Examination of data from individual boars was interesting. The oviduct selects for morphologically normal spermatozoa (Suarez et al., 1991; Petrunkina et al., 2001) and sperm interaction with oviduct cells is correlated with fertility (Waberski et al., 2005; Daigneault et al., 2015). Boar #25 had the lowest FI, which was a result of a combined lower PR and a small LS. Additionally, boar #25 had the lowest percentage of morphologically normal sperm and the second lowest percentage of motile cells after shipment, which together suggests that he should have the lowest oviduct cell-binding assay results. However, that was not the case. Sperm from boar #25 did not have lower binding of oviduct glycans and were average in their ability to bind to oviduct epithelial cells. This example supports the idea that other components have an important influence on sperm binding to oviduct cells. The identity of these components is unclear.

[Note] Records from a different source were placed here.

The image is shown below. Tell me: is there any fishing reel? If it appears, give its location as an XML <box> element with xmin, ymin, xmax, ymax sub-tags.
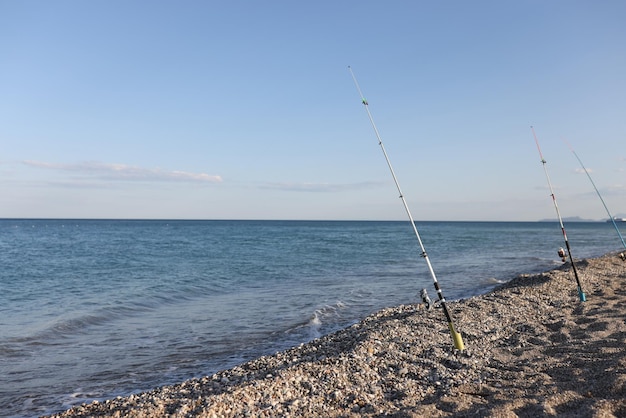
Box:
<box><xmin>420</xmin><ymin>289</ymin><xmax>433</xmax><ymax>310</ymax></box>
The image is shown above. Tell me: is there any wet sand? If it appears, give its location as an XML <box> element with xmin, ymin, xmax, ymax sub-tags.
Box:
<box><xmin>45</xmin><ymin>254</ymin><xmax>626</xmax><ymax>417</ymax></box>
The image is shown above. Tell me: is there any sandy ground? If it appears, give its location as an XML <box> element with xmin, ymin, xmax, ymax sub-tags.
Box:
<box><xmin>48</xmin><ymin>254</ymin><xmax>626</xmax><ymax>417</ymax></box>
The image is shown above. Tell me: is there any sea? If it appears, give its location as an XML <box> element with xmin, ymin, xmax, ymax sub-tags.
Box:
<box><xmin>0</xmin><ymin>219</ymin><xmax>626</xmax><ymax>417</ymax></box>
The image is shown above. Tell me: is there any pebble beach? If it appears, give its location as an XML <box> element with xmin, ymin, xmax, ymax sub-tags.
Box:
<box><xmin>46</xmin><ymin>253</ymin><xmax>626</xmax><ymax>418</ymax></box>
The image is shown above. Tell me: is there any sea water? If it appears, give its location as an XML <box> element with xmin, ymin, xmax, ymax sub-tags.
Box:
<box><xmin>0</xmin><ymin>219</ymin><xmax>626</xmax><ymax>416</ymax></box>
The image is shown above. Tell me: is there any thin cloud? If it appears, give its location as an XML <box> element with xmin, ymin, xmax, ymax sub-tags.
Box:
<box><xmin>23</xmin><ymin>160</ymin><xmax>222</xmax><ymax>183</ymax></box>
<box><xmin>261</xmin><ymin>182</ymin><xmax>380</xmax><ymax>193</ymax></box>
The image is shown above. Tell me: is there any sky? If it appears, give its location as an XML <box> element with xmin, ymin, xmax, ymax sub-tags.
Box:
<box><xmin>0</xmin><ymin>0</ymin><xmax>626</xmax><ymax>221</ymax></box>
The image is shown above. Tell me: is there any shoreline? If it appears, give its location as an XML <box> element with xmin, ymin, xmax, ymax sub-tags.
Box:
<box><xmin>50</xmin><ymin>253</ymin><xmax>626</xmax><ymax>418</ymax></box>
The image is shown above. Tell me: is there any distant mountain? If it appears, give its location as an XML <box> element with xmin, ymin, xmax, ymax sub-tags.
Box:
<box><xmin>539</xmin><ymin>216</ymin><xmax>602</xmax><ymax>222</ymax></box>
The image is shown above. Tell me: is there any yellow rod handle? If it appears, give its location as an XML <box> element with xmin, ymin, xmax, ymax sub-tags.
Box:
<box><xmin>448</xmin><ymin>322</ymin><xmax>465</xmax><ymax>350</ymax></box>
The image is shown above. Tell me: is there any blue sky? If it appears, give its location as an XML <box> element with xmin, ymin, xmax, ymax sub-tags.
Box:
<box><xmin>0</xmin><ymin>0</ymin><xmax>626</xmax><ymax>221</ymax></box>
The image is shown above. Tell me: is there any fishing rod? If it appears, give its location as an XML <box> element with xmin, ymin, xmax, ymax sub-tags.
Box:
<box><xmin>530</xmin><ymin>126</ymin><xmax>587</xmax><ymax>302</ymax></box>
<box><xmin>348</xmin><ymin>66</ymin><xmax>465</xmax><ymax>350</ymax></box>
<box><xmin>564</xmin><ymin>140</ymin><xmax>626</xmax><ymax>255</ymax></box>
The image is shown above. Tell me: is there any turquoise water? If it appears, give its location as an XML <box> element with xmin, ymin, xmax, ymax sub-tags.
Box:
<box><xmin>0</xmin><ymin>220</ymin><xmax>626</xmax><ymax>416</ymax></box>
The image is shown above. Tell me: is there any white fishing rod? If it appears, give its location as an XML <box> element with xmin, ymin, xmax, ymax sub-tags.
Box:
<box><xmin>348</xmin><ymin>66</ymin><xmax>465</xmax><ymax>350</ymax></box>
<box><xmin>565</xmin><ymin>141</ymin><xmax>626</xmax><ymax>255</ymax></box>
<box><xmin>530</xmin><ymin>126</ymin><xmax>587</xmax><ymax>302</ymax></box>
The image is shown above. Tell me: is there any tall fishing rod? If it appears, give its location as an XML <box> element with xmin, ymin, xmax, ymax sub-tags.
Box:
<box><xmin>565</xmin><ymin>141</ymin><xmax>626</xmax><ymax>253</ymax></box>
<box><xmin>348</xmin><ymin>66</ymin><xmax>465</xmax><ymax>350</ymax></box>
<box><xmin>530</xmin><ymin>126</ymin><xmax>587</xmax><ymax>302</ymax></box>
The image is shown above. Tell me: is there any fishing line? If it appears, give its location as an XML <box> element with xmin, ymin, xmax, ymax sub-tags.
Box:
<box><xmin>348</xmin><ymin>66</ymin><xmax>465</xmax><ymax>350</ymax></box>
<box><xmin>563</xmin><ymin>140</ymin><xmax>626</xmax><ymax>255</ymax></box>
<box><xmin>530</xmin><ymin>126</ymin><xmax>587</xmax><ymax>302</ymax></box>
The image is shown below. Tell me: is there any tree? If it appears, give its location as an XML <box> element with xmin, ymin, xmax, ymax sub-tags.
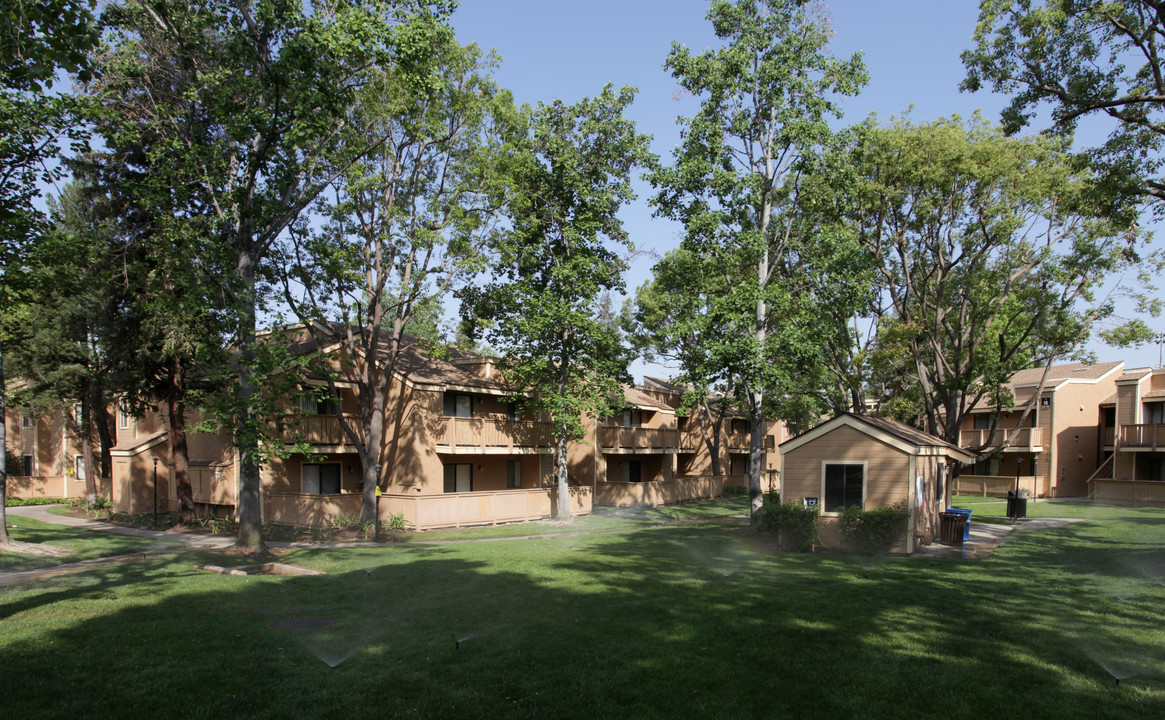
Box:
<box><xmin>274</xmin><ymin>37</ymin><xmax>515</xmax><ymax>522</ymax></box>
<box><xmin>961</xmin><ymin>0</ymin><xmax>1165</xmax><ymax>221</ymax></box>
<box><xmin>627</xmin><ymin>247</ymin><xmax>736</xmax><ymax>475</ymax></box>
<box><xmin>0</xmin><ymin>0</ymin><xmax>97</xmax><ymax>543</ymax></box>
<box><xmin>652</xmin><ymin>0</ymin><xmax>866</xmax><ymax>524</ymax></box>
<box><xmin>832</xmin><ymin>118</ymin><xmax>1144</xmax><ymax>446</ymax></box>
<box><xmin>91</xmin><ymin>0</ymin><xmax>450</xmax><ymax>550</ymax></box>
<box><xmin>461</xmin><ymin>85</ymin><xmax>654</xmax><ymax>517</ymax></box>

Laboratory assays that most closely mimic the challenges sperm encounter to fertilize oocytes are expected to be the most predictive of fertility. Assays using more viscous medium similar to what is in female genital tract fluid and requiring that sperm travel a longer distance are a couple of additional possibilities. Regardless, our results demonstrate that sperm binding to oviduct cells, sperm motility characteristics, and sperm morphology are related to boar fertility. The predictive models developed in this research can improve quality control at boar studs and reduce losses due to poor semen quality.